La ofensiva desatada va más allá de debilitar el poder de una de las facciones palestinas. Su verdadera finalidad es el arrasamiento luego del cerco de la población, a través de acciones de exterminio y terror en masa que incluyen el uso de bombas incendiarias (los obuses de fósforo blanco que quema todo lo que toca), el ataque a objetivos civiles, la escogencia de blancos en los que las víctimas mayoritarias son mujeres y niños, la asfixia de la ayuda humanitaria, el ataque a dependencias de las Naciones Unidas, la destrucción de toda infraestructura básica. Estos procedimientos se aplican luego del bloqueo que se instauró por medio de la construcción de un gigantesco muro y de la imposición de un régimen que les impedía a los palestinos acceder libremente a los alimentos básicos, a la electricidad y al suministro de agua.
La estrategia aplicada en Gaza se compone de las mismas fases aplicadas en desarrollo de las prácticas genocidas: cercar una población, reducir al máximo sus condiciones de vida y luego proceder a su aniquilación total o parcial. La historia de esa modalidad de exterminio o colonización es larga. Su versión más actual y elaborada fue la que empleó la Alemania nazi en los guetos y campos de concentración en Europa durante el genocidio perpetrado contra el pueblo judío. Por eso la agresión emprendida por la extrema derecha israelí causa repudio en el mundo y en sectores de la opinión pública de su propio país. La semana pasada en Tel Aviv, diez mil israelíes realizaron una marcha contra la ofensiva criminal y el cerco en que se mantiene a los palestinos. Entre los participantes había objetores de conciencia, intelectuales pacifistas y miembros de la oposición política que representan la memoria crítica del Holocausto.

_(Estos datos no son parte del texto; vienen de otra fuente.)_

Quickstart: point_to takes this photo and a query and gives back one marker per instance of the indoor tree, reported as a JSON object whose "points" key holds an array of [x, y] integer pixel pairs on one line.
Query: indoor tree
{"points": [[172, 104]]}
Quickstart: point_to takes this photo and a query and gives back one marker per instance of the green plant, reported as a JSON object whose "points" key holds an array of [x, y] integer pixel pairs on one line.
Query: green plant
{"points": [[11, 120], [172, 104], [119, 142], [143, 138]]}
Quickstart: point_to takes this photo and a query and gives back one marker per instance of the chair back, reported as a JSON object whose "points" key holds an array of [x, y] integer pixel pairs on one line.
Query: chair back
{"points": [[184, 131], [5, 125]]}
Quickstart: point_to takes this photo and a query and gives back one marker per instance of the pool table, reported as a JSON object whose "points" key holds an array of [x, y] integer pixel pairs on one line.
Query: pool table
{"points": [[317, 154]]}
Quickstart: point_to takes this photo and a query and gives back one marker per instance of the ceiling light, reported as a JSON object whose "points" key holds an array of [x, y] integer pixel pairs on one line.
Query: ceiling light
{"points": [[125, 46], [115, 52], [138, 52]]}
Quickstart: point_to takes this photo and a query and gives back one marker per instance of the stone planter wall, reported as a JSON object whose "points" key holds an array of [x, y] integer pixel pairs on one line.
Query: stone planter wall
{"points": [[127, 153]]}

En Colombia conocemos de cerca algunos de los métodos en los que se entrenan las fuerzas militares y el servicio secreto de Israel. A mediados de la década de 1980, mercenarios de ese país, encabezados por el ex coronel Yair Klein, entrenaron a los grupos paramilitares en el Magdalena Medio. Los mismos grupos que se convirtieron en un ejército paralelo que también ha aplicado la estrategia de arrasar, desplazar o cercar a poblaciones rurales, con fines de control territorial. Esas atrocidades, que a primera vista aparecen tan solo como manifestaciones de la violencia nacional, hacen parte de la sombría historia universal de la criminalidad en masa bajo la justificación de la defensa o la autodefensa.